The head of EPSRC, Paul Golby, has spoken to THE about the concerns voiced by academics on the research council’s strategies.

Key points he raises are as follows:

  • “With a real-term budget cut of 12-14 per cent, the EPSRC has had to make difficult choices to ensure that the UK’s research base remains internationally competitive; but there are things we could have done better.”
  • “While peer review determines which research to fund, the EPSRC is responsible for creating the right environment for this to happen, and our communications about this have not been crystal clear.Academic excellence is our number one priority and always will be. Let’s shout that from the rooftops so no one can doubt our commitment to it. From now on, we need to send a clear signal that this takes priority over all other considerations.”
  • “Asking researchers to identify the national importance of their research “over a 10-50 year time-frame” has caused most angst. We recognise that impact doesn’t happen overnight and can be difficult to predict. This phrase was misleading so we will no longer use it and give clearer guidance to our peer reviewers.”
  • “We have also heard concerns about PhD studentships, particularly the problems that young academics have in securing funding for students.
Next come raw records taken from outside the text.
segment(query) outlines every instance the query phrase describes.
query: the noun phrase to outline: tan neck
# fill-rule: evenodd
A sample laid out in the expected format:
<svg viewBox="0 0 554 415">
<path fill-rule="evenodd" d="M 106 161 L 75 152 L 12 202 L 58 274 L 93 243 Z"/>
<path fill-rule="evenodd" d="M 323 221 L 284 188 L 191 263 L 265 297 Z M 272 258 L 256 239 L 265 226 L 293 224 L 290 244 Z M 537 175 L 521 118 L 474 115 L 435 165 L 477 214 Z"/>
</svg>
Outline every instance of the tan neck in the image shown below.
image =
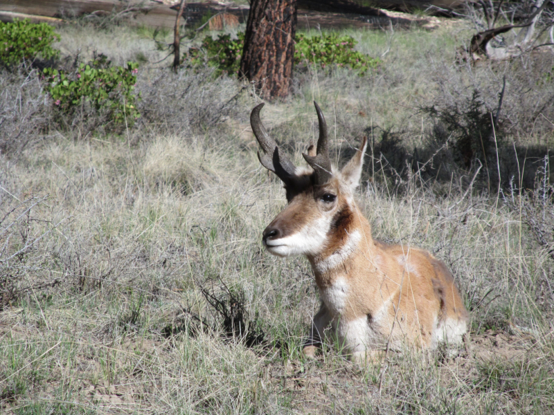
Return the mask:
<svg viewBox="0 0 554 415">
<path fill-rule="evenodd" d="M 344 234 L 346 237 L 334 241 L 331 237 L 332 243 L 321 254 L 307 257 L 320 288 L 332 284 L 339 277 L 352 275 L 353 268 L 367 262 L 364 258 L 375 256 L 371 226 L 359 211 L 354 210 L 352 221 Z"/>
</svg>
We are addressing this through the doctoral training grants awarded to universities, and will be encouraging them to use those grants strategically including in support of their early-career appointments.”
  • “We plan to do much more to involve and engage the community in future. I would like to create more opportunities for people to meet and discuss issues with members of EPSRC Council, as well as our advisers and staff, so that we increase the transparency of what we do and give everyone greater access to those responsible for making decisions.”
  • “We are commissioning two independent reviews: one to look at how the EPSRC obtains strategic advice to help it develop effective policies, and one to evaluate our overall peer-review processes. The first will report back to EPSRC’s governing council in six months and the second a few months later and they will both be made public.”

The full article is available here.

Hopefully EPSRC’s transparency and clarity will improve following this statement and the forthcoming reviews, so we as a research community will be able to pro-actively and positively engage with them to shape future strategies.